Approximate COUNT(*) using sqlite_stat4

(1) By antimatter15 on 2021-01-31 00:00:43 [link] [source]

People are starting to use SQLite as an open data publication format with projects such as Datasette.

A lot of summary exploration of data involves running COUNT on various fields. However, SQLite always does a full table scan to resolve a COUNT— which can end up being very expensive and slow to run.

SQLite already has the ability to run ANALYZE and store statistics about the various tables and indices in sqlite_stat4 and sqlite_stat1. In the data publishing situation, it's reasonable to expect that ANALYZE has been run and all the gathered statistics are up-to-date.

My question is whether nor not there are any plans (or any strong objections to) to addding a PRAGMA approximate_count that would make COUNT return estimates from the sqlite_stat tables instead of running a full table scan.

Additionally, I'd appreciate pointers for how to get started if one were trying to implement this feature themselves.

(2.1) By curmudgeon on 2021-01-31 16:40:10 edited from 2.0 in reply to 1 [link] [source]

I'm sure there's some way of getting an approximate row count but I cannot remember what it is despite having spent the best part of an hour searching for a post I made on the very subject on the old nabble forum. I'm guessing it's something to do with the DBSTAT virtual table. Something to do with counting leafs and using a sample to approximate the average number of rows on a leaf.

Hopefully someone with a better memory will step in because I'd like to make use of it myself.

Edit: Not sure if this is related

https://sqlite.org/srcx/timeline?r=est_count_pragma&c=2016-12-16+15%3A57%3A40

(3) By anonymous on 2021-01-31 18:48:33 in reply to 2.1 [link] [source]

Do you mean this one from Keith Medcalf?

http://sqlite.1065341.n5.nabble.com/Row-length-in-SQLITE-tp110579p110627.html

(4) By antimatter15 on 2021-01-31 20:26:25 in reply to 2.1 [link] [source]

If you're just interested in the equivalent of SELECT COUNT(*) FROM table1 after ANALYZE was run, this should do the trick select cast(substr(stat, 0, instr(stat, ' ')) as integer) as "COUNT(*)" from sqlite_stat1 where tbl = 'table1' limit 1

Looking a bit more into how sqlite_stat4 and sqlite_stat1 work, I'm beginning to think that they can't be used to approximate the count of any more sophisticated queries.

I think it would still be helpful to have some PRAGMA that would automatically interpret such COUNT(*) expressions as the corresponding sqlite_stat1 lookup.

(5) By curmudgeon on 2021-02-01 10:05:43 in reply to 3 [link] [source]

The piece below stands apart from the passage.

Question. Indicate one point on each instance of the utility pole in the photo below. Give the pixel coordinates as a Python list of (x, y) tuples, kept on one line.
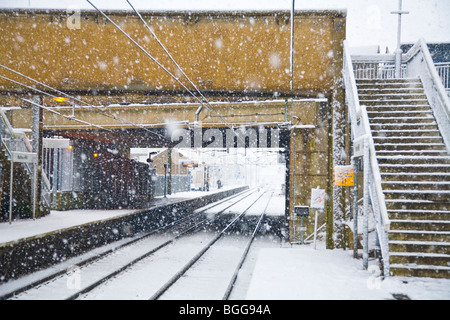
[(398, 51), (37, 129)]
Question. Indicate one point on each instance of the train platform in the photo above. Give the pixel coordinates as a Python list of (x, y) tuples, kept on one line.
[(30, 245), (57, 221)]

No, it wasn't that one. Having went through all my posts on that forum I'm starting to think I'm havering. I remain convinced however that I either saw a post from drh or an explanation in the documentation about getting an approximate count.

I think it was something to do with counting the lower level nodes and estimating the number of nodes leading from each of them via a sample. To be honest I've little knowledge of b-trees so I don't even know if that makes sense.

(6) By Richard Hipp (drh) on 2021-02-01 13:09:47 in reply to 2.1 [link] [source]

The "PRAGMA est_count" command was an experimental design to help speed up ANALYZE for large (tera-byte sized) databases. The idea was subsequently folded into trunk. See the "PRAGMA analyze_limit" command. The table size estimation logic is in the source tree, but it is not accessible to application code at this time.

(7) By curmudgeon on 2021-02-01 15:16:47 in reply to 6 [source]

Thanks Richard although I'm sure what I read was more suited to dummies like myself.

(8) By TripeHound on 2021-02-01 21:02:39 in reply to 5 [link] [source]

There's this thread which ends with a post from Richard stating that (at the time of writing, 2017) ANALYZE does an exact count, but he has some code on a branch that does an approximate count, which might make it to trunk (no idea whether it did).

There's also an older thread (2014) that talks about counting rows in large tables, and includes this post from Richard that discusses a potential (but file-format-breaking) technique to do count(*) in logarithmic time by being able to store/compute a "rank" for entries in the b-tree table.

(9.1) By curmudgeon on 2021-02-02 12:12:00 edited from 9.0 in reply to 8 [link] [source]

Thanks TripleHound, interesting reading, but it wasn't any of those threads. From what I can determine "est_count" appears in several test files in the trunk but doesn't feature in the amalgamation.

tom@sp4:~/sqlite$ grep -Rl 'est_count' .
./ext/fts5/test/fts5aa.test
./src/test_func.c
./test/fuzz_malloc.test
./test/memleak.test
./test/walcrash3.test
./test/tester.tcl
./test/soak.test
./test/backcompat.test

EDIT: Ignore the above list. I didn't include the grep -w option so it was showing up files containing "test_counter". It returned nothing with -w set.